Both sides of the desk fear feedback in an organization, and employees are terrified that constructive feedback could lead to criticism. In employees’ camps, there is a strong belief that they have to face their own medicine once they can’t match the management’s expectations. Some employees fear that criticism could hurt the fragile egos of their managers. It’s a fact that 50% of the time, employees experience adverse outcomes to their feedback.
Bosses, on their part, have different reasons. Some believe it’s just a waste of time; some think it will unleash drama and hurt productivity, while others choose an excuse for not being trained enough for giving proper feedback. The fear of feedback has outplayed all, and now, giving and receiving constructive feedback has become a significant challenge in the corporate world. That’s unfortunate because most career-oriented people require regular feedback to improve their skills and advance their careers.
However, the importance of feedback in any organization can’t be overlooked. These little nuggets of feedback have the power to change the fortune of any organization. It provides a sense of engagement and interactivity to employees, helps them access their current performances, and builds confidence. We must remember that when people sitting on both sides can embrace feedback, more productive performance conversations are guaranteed.
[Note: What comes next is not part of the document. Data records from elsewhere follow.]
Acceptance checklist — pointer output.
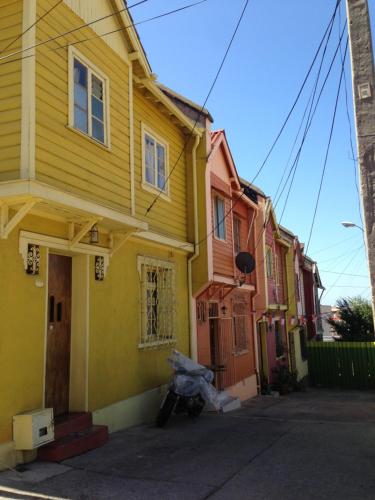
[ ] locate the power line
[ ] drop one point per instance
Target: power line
(156, 198)
(343, 274)
(56, 37)
(351, 135)
(328, 29)
(31, 26)
(295, 164)
(144, 21)
(334, 244)
(104, 34)
(328, 148)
We need a proactive approach based on a growth mindset to overcome the fear of feedback. The mentality on which each member of an organization is willing to put his 100% effort into learning and constantly improving his skills. Now the question arises, how to create the approach?
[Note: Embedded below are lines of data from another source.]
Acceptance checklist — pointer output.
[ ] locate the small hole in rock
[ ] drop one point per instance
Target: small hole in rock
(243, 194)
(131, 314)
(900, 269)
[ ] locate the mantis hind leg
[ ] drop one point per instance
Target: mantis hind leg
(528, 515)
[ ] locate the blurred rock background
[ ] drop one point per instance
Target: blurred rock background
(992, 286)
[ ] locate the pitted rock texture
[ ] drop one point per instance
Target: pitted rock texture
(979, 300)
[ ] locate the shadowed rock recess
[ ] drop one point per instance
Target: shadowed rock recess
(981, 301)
Making feedback into a habit in an organization
To create a growth mindset approach, the first and foremost thing you have to do is generate feedback as a habit. As the habit forms, people become more at ease to express their input which eventually leads to better professional development conversations.
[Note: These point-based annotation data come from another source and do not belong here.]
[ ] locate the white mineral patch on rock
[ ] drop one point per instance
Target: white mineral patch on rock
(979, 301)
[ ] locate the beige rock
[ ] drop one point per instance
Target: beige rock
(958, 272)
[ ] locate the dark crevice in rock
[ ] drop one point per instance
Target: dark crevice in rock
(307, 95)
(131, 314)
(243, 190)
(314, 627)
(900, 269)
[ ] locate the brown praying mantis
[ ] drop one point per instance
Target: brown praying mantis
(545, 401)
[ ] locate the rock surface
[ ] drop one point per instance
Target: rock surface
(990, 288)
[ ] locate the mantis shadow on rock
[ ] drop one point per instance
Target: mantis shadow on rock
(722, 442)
Highlighting efforts in feedback in the organization
Feedback has to be constructive. For instance, as a manager, you can replace negative feedback terminologies with developmental feedback. You can highlight the employee’s efforts and positive behaviors. Experts believe that feedback becomes more meaningful once it highlights someone’s hard work.
Inspire a two-way conversation
Try to encourage a two-way conversation. Two-way conversation is crucial for developmental progress. Always end your feedback with a question. Ask questions like – what do you think you can improve? Are there any skills you would like to work on? How could we help you to improve your craft? ….
Understand the actual value of feedback
Try to understand the actual value of it. As experts believe, the only way to see a change in any organization is through constructive feedback. Imagine it for a moment; how could you expect to find a positive difference in someone’s attitude without allowing them to know about their present attitude.
Practicing the skill
Giving and receiving feedback are skills that one needs to practice regularly. Like any skill, practice makes perfect. Yes, it requires time, but it is well worth the dedication and investment.